The strictly anaerobic methanogen Methanosarcina barkeri strain Fusaro (DSM 804) was fermented on a 3-liter scale in a CSTR (continuous stirred tank reactor) to obtain almost 10 g biomass dry weight per day. The generation time of the microorganism with methanol as the sole carbon source was 6.0 h, the maximal growth rate 0.115 h−1 correspondingly.
In cell-free extracts from the fermented organism active hydrogenases were found. They reduced methyl viologen (MV⊕⊕), an artificial electron acceptor, molecular hydrogen being the substrate. This reaction was used to get electrochemical energy in a biochemical fuel cell. The maximum output of this fuel cell was 2.6 mW.
Furthermore, cell-free extracts from M. barkeri showed alcohol dehydrogenase activity under aerobic conditions when N,N′-dimethyl-4-nitrosoaniline (NDMA) was used as an artificial electron acceptor. The NDMA-dependent alcohol dehydrogenase (NDMA-ADH) was purified to homogeneity by column chromatography. It is a homodimeric enzyme consisting of subunits of 45 kDa, the native molecular mass is about 87 kDa. The enzyme is independent of free coenzyme such as NAD, NADP, FMN, FAD and F420, but it possesses a tightly but noncovalently bound NADP(H) cofactor.

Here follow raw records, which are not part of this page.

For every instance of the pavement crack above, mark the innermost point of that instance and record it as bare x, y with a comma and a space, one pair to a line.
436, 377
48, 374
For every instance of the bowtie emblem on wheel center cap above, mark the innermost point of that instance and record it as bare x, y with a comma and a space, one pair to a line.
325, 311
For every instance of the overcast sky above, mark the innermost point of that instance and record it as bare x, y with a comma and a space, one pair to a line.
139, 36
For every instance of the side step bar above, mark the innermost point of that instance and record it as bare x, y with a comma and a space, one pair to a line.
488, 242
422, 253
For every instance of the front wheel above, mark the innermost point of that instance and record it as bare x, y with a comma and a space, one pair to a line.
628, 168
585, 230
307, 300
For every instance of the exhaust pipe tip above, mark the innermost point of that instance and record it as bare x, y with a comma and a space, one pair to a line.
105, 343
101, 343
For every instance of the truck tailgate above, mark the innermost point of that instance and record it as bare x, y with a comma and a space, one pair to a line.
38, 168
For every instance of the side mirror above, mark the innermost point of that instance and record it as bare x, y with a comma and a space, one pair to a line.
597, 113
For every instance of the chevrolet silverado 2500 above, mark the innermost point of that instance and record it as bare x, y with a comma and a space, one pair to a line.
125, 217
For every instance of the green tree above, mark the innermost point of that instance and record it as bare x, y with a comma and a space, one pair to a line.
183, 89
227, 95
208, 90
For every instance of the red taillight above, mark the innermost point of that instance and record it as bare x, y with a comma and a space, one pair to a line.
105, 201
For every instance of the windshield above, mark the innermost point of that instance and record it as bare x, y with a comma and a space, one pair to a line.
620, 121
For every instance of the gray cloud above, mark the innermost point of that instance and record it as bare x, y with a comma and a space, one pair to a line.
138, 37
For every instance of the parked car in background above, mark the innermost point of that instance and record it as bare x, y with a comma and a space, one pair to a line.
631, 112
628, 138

The purified enzyme exhibited activity only with primary alcohols including aromatic alcohols, but methanol was not accepted. It also catalyzed the stoichiometric dismutation of aldehydes, especially long-chain aldehydes, to form a half mol of each of the corresponding alcohol and acid without addition of an electron carrier. NDMA-ADH from M. barkeri is a novel type of nicotinoprotein in methanogenic bacteria.